1H NMR(400MHz,CDCl3) δ 7.39 (d, J=8.4Hz, 2H), 7.14 (d, J=8.4Hz, 2H), 4.84 (d, J=6.4Hz, 1H), 4.42 3.91 (m, 4H), 2.79 (q, J=7.4Hz, 2H), 1.28 1.14 (m, 9H).19F NMR(377MHz, CDCl3)δ-78.74.13C NMR(126MHz,CDCl3) δ 165.11 (d, J=1.6Hz), 163.76 (d, J=6.9Hz), 161.73,158.32 (d, J=280.2Hz), 142.78,131.31,130.09,121.00,109.08,86.35 (d, J=6.7Hz), (d, J=1.8Hz), 60.92,60.82,39.65 24.70,14.07,13.94,11.46.MS (70eV): m/z (%): 426 (M+, 29.03),428(M++ 2,28.98), 271 (100) .HRMS calculate C19H20O5FBr:426.0478, actual measurement: 426.0474.
Embodiment 26
By 3-(4-bromophenyl)-2-(trifluoromethyl) ethyl acrylate (0.6mmol), benzyl-3-oxo-caproate (0.2mmol) As raw material, other operate reference example 1, stirring 7h under room temperature, silica gel chromatography (petroleum ether: ethyl acetate=20:1), Obtain single fluorine and replace 4H-pyran derivate sterling III-26 (69mg, 69%).

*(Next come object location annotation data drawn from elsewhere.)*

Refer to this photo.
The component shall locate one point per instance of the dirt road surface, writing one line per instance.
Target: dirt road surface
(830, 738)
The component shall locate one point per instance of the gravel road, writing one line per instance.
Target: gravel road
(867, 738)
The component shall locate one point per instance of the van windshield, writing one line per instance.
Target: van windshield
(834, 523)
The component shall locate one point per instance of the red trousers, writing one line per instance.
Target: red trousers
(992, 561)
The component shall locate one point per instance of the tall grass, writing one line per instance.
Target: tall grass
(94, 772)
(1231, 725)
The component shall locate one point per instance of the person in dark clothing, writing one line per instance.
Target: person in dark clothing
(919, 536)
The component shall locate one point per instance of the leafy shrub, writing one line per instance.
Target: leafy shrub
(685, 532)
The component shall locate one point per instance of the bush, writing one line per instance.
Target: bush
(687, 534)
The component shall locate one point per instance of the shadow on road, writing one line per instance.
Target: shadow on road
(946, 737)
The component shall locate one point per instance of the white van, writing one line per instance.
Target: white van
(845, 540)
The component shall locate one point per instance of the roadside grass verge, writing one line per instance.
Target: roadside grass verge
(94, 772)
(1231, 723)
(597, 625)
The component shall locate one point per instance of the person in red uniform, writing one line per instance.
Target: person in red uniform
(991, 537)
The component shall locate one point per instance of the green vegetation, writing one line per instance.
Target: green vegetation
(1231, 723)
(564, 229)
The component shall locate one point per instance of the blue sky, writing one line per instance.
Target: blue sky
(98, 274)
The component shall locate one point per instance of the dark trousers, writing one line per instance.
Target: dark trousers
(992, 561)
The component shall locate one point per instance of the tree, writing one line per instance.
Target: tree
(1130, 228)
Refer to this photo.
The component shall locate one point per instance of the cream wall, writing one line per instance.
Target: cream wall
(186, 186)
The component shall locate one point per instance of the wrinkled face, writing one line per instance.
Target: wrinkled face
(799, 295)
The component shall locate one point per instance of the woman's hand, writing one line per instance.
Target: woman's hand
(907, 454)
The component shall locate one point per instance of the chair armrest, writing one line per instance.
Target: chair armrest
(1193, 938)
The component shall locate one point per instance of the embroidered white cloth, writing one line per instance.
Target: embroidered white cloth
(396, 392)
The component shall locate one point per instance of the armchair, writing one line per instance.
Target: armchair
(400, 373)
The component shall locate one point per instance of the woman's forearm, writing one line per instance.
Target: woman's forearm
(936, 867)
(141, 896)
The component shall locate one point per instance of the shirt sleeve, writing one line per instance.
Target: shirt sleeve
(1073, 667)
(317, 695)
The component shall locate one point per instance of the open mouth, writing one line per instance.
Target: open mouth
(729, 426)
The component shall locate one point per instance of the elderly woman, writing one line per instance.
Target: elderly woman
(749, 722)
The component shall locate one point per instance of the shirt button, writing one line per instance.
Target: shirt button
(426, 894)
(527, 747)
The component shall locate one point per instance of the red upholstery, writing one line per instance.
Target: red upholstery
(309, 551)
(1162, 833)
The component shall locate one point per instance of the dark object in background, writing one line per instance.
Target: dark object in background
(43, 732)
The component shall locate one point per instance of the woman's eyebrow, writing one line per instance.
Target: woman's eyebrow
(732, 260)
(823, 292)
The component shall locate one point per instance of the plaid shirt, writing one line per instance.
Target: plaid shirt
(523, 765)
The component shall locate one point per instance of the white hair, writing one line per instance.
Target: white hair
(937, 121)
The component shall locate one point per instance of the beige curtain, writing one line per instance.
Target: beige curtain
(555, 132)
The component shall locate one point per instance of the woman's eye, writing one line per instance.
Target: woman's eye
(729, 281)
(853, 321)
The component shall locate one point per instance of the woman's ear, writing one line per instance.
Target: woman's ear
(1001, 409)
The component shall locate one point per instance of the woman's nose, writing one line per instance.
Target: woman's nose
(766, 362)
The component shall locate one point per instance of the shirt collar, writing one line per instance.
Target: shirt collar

1H NMR(500MHz,CDCl3) δ 7.35-7.30 (m, 3H), 7.33 (d, J=8.5Hz, 2H), 7.17-7.12 (m, 2H), 7.06 (d, J=8.5Hz, 2H), 5.11 (d, J=12.2Hz, 1H), 5.01 (d, J=12.2Hz, 1H), 4.85 (d, J=6.3Hz, 1H), 4.25 4.01 (m, 2H), 2.74 (t, J=7.2Hz, 2H), 1.71 1.60 (m, 2H), 1.20 (t, J=7.1Hz, 3H), 0.94 (t, J =7.4Hz, 3H).19F NMR(377MHz,CDCl3)δ-78.73.13C NMR(126MHz,CDCl3) δ 165.02 (d, J= 1.6Hz), 163.72 (d, J=6.9Hz), 160.99,158.16 (d, J=280.2Hz), 142.60,135.15,131.33,130.14, (128.51,128.37,128.32,121.01,109.51,86.32 d, J=6.7Hz), 66.80,60.83,39.71 (d, J=1.8Hz), 32.85,20.57,14.05,13.57.HRMS (ESI) calculate C25H24BrFNaO5[M+Na+]: 525.0683, actual measurement: 525.0743.
Embodiment 27
By 3-(4-bromophenyl)-2-(trifluoromethyl) ethyl acrylate (0.6mmol), methyl-4-methyl-3-oxopentanoic acid Ester (0.2mmol) is as raw material, and other operate reference example 1, stirring 7h under room temperature, silica gel chromatography (petroleum ether: Ethyl acetate=20:1), obtain single fluorine and replace 4H-pyran derivate sterling III-27 (66mg, 78%).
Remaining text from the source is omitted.